TOPIC 11|TouchDesignerで活用する[1/2]|TouchDesignerに3D都市モデルをインポートする
TouchDesignerは、ノーコードでインタラクティブな映像表現ができるビジュアルプログラミングツールです。TouchDesignerの基本的な使い方とPLATEAUの3D都市モデルの読み込み方、オブジェクトとカメラの位置を調整する方法を紹介します。
TOPIC11:TouchDesignerで活用する
TouchDesignerは、リアルタイムなインタラクティブマルチメディアコンテンツを作れるソフトウェアです。このトピックでは、TouchDesignerでPLATEAUを活用する方法を説明します。
【目次】
11.1 TouchDesignerとは
11.1.1 TouchDesignerのダウンロード
11.1.2 TouchDesignerの起動とプロジェクトの作成
11.2 3D都市モデルの基本的な読み込み方
11.2.1 FBX形式ファイルのダウンロード
11.2.2 FBXファイルをTouchDesignerに配置する
11.2.3 向きと位置をそろえる
11.2.4 カメラ、ライト、レンダーを配置する
11.1 _ TouchDesignerとは
TouchDesignerは、カナダのDerivative社が開発しているビジュアルプログラミング環境です。さまざまな処理が可能なコンポーネントを配置して、それらを線でつなげてプログラミングします。
各種ビジュアライズのための機能が充実していることから、データのビジュアライゼーションやプロジェクションマッピング、インタラクティブなUI構築などの分野でよく使われています。
11.1.1 _ TouchDesignerのダウンロード
TouchDesignerは、個人利用かつ非商用利用であれば、出力が1280×1280までに機能が限定されたNON-COMMERCIAL版を無料で利用できます。NON-COMMERCIAL版は、TouchDesignerの公式ページから入手できます。
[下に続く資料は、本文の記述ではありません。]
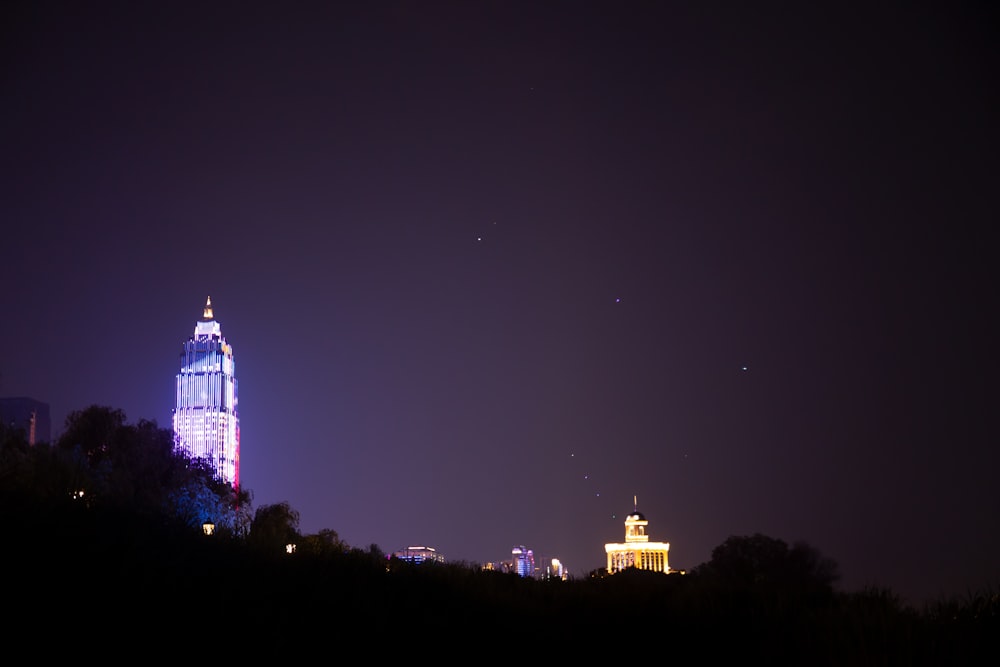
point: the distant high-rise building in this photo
(419, 555)
(637, 551)
(29, 414)
(523, 561)
(206, 413)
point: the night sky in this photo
(493, 269)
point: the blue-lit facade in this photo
(523, 561)
(206, 413)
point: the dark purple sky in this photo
(491, 269)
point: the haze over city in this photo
(491, 271)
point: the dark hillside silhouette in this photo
(123, 571)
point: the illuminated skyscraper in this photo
(206, 413)
(523, 561)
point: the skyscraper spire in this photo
(206, 413)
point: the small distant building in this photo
(637, 551)
(419, 555)
(523, 561)
(29, 414)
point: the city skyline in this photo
(493, 269)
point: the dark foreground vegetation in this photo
(105, 558)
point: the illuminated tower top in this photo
(206, 413)
(207, 328)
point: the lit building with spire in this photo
(637, 551)
(206, 413)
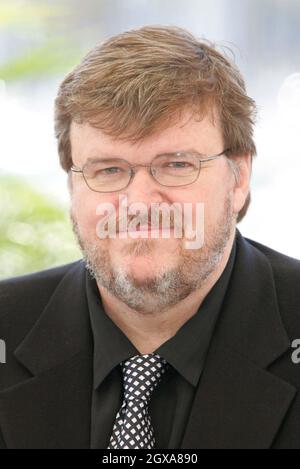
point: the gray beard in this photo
(169, 286)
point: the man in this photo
(150, 342)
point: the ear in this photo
(243, 164)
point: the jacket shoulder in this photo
(282, 265)
(286, 275)
(23, 298)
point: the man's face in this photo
(153, 274)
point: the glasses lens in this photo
(176, 170)
(107, 175)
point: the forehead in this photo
(188, 132)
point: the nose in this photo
(143, 187)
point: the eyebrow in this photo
(106, 157)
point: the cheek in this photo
(83, 208)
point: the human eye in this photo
(106, 169)
(111, 170)
(178, 164)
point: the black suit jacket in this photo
(249, 391)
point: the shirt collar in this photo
(185, 351)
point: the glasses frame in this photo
(75, 169)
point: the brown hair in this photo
(138, 82)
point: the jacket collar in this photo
(239, 403)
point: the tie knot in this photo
(141, 375)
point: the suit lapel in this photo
(239, 404)
(51, 409)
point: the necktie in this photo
(133, 428)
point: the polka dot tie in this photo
(133, 428)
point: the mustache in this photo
(155, 220)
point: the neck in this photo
(148, 331)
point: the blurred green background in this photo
(35, 231)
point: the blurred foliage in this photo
(35, 233)
(49, 58)
(44, 50)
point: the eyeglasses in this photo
(170, 170)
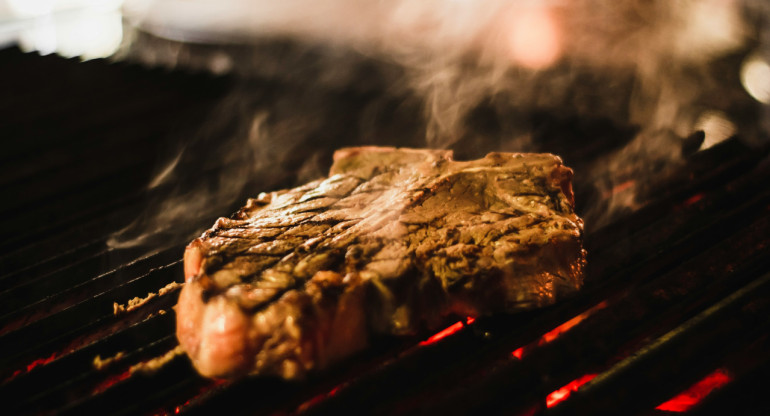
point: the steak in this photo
(392, 242)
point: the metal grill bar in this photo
(660, 273)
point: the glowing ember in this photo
(443, 333)
(687, 399)
(33, 364)
(448, 331)
(556, 332)
(563, 393)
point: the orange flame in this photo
(560, 395)
(556, 332)
(687, 399)
(455, 327)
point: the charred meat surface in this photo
(392, 241)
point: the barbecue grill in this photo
(673, 317)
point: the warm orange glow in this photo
(448, 331)
(444, 333)
(533, 37)
(110, 381)
(563, 393)
(556, 332)
(687, 399)
(621, 187)
(33, 364)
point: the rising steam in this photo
(467, 65)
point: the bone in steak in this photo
(394, 240)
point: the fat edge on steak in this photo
(393, 241)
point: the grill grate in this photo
(676, 290)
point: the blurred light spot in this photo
(533, 38)
(90, 36)
(755, 77)
(41, 36)
(716, 126)
(30, 8)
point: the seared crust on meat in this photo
(392, 241)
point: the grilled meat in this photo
(394, 240)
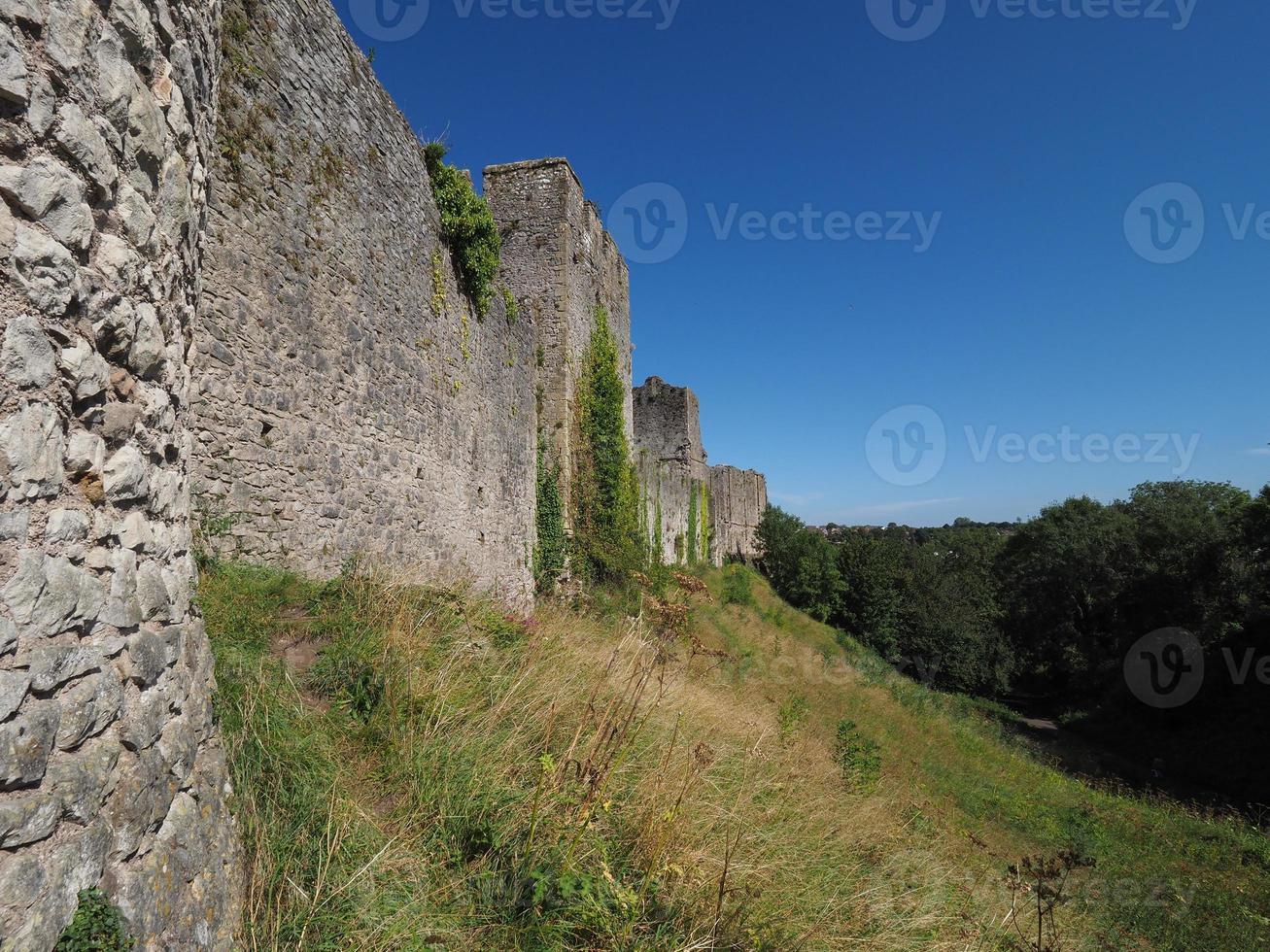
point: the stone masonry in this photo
(223, 281)
(696, 513)
(350, 400)
(562, 265)
(111, 769)
(673, 474)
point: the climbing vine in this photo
(466, 226)
(549, 554)
(692, 524)
(606, 489)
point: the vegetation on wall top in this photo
(550, 551)
(466, 226)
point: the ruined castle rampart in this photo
(111, 772)
(562, 267)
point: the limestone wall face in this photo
(561, 264)
(686, 500)
(111, 770)
(672, 471)
(350, 401)
(738, 499)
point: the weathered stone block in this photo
(25, 744)
(28, 819)
(32, 442)
(13, 690)
(82, 781)
(83, 140)
(89, 707)
(13, 69)
(126, 475)
(49, 595)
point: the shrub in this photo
(549, 555)
(606, 489)
(466, 227)
(857, 756)
(793, 714)
(737, 587)
(96, 927)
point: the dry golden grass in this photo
(447, 777)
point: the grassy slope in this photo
(447, 778)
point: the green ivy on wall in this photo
(694, 495)
(96, 927)
(606, 488)
(466, 226)
(550, 551)
(705, 534)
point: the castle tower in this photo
(562, 267)
(674, 480)
(112, 774)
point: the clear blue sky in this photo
(1030, 311)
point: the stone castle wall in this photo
(256, 310)
(737, 501)
(695, 512)
(561, 264)
(111, 772)
(350, 400)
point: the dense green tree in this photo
(1060, 579)
(1191, 567)
(607, 529)
(1256, 537)
(869, 604)
(950, 624)
(802, 563)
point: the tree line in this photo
(1047, 608)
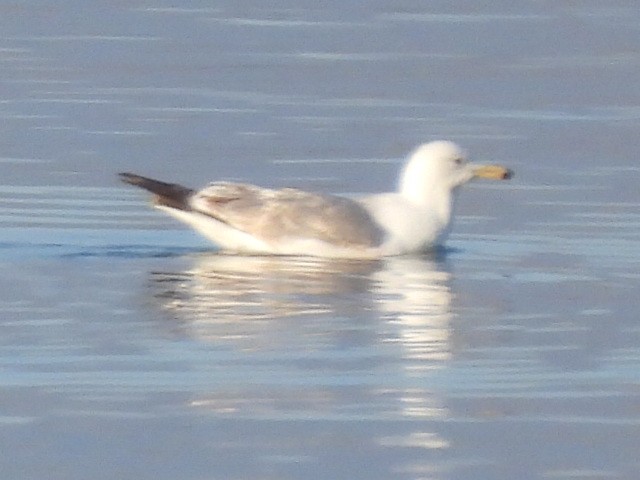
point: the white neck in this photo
(425, 191)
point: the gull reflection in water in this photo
(381, 328)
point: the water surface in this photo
(132, 349)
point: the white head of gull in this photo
(244, 218)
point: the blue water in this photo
(131, 348)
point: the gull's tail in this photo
(165, 194)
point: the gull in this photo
(248, 219)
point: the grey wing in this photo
(272, 215)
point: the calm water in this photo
(130, 349)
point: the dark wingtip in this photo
(165, 194)
(130, 178)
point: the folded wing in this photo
(275, 215)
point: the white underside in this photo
(408, 229)
(236, 241)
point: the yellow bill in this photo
(492, 172)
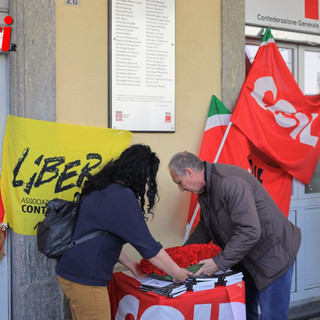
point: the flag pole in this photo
(189, 225)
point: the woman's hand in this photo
(134, 268)
(131, 265)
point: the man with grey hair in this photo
(239, 215)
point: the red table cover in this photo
(129, 303)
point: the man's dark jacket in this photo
(238, 214)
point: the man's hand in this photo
(208, 268)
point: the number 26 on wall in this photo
(73, 2)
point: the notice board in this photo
(142, 65)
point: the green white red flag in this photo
(275, 115)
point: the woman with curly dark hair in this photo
(114, 201)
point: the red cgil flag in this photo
(275, 115)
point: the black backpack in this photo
(55, 232)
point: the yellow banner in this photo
(44, 160)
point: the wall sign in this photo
(296, 15)
(73, 2)
(142, 65)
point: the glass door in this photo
(309, 82)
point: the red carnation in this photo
(184, 257)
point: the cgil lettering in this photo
(54, 168)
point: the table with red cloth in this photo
(128, 302)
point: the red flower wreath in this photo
(185, 257)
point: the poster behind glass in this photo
(142, 65)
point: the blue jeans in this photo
(273, 301)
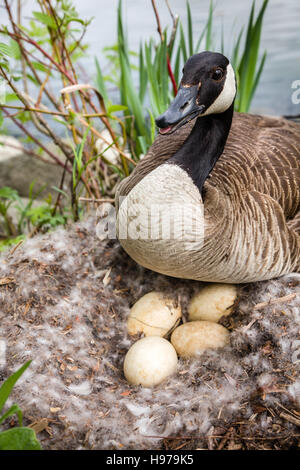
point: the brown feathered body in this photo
(250, 205)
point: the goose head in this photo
(208, 86)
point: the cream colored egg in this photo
(193, 337)
(212, 302)
(149, 361)
(153, 315)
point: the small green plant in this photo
(27, 217)
(21, 437)
(160, 64)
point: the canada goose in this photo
(217, 197)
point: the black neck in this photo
(204, 146)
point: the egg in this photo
(212, 302)
(194, 337)
(154, 314)
(149, 361)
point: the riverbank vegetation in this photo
(50, 100)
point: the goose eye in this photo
(217, 74)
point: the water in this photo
(280, 37)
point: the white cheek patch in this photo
(226, 97)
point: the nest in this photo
(64, 301)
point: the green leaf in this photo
(100, 82)
(45, 19)
(116, 107)
(9, 383)
(40, 67)
(6, 50)
(19, 439)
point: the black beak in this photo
(183, 108)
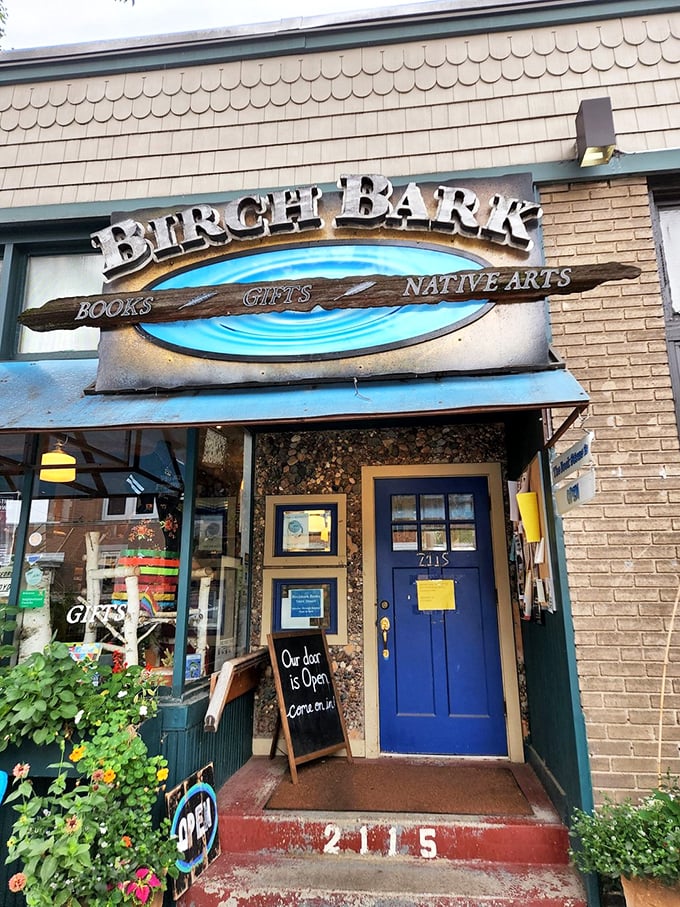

ダウンロードしたファイルを実行するとインストーラが起動します。画面の指示どおりに進めれば、インストールが完了します。ここでは、Windows版のNON-COMMERCIAL版のバージョン2022.25370を用いて解説します。
【TouchDesignerの公式サイト】
11.1.2 _ TouchDesignerの起動とプロジェクトの作成
TouchDesignerを起動すると、サンプルのプロジェクトが開きます(図11-1)。画面上にいくつか並んでいる部品のことを「オペレータ」と呼びます。これらを線で結んでプログラムを作っていきます。
【メモ】
初回起動時は、Key Managerの画面が表示されます。アカウントの登録をしてください。
【メモ】
TouchDesignerの画面下には「タイムライン」の表示があり、刻々とタイムラインを刻んでいます。オペレータは、このタイムラインと連動して動きます。例えば、サンプルのプログラムは元の画像にノイズを加えてランダムに画像を動かすもので、ノイズの波形がタイムラインと連動して動いています。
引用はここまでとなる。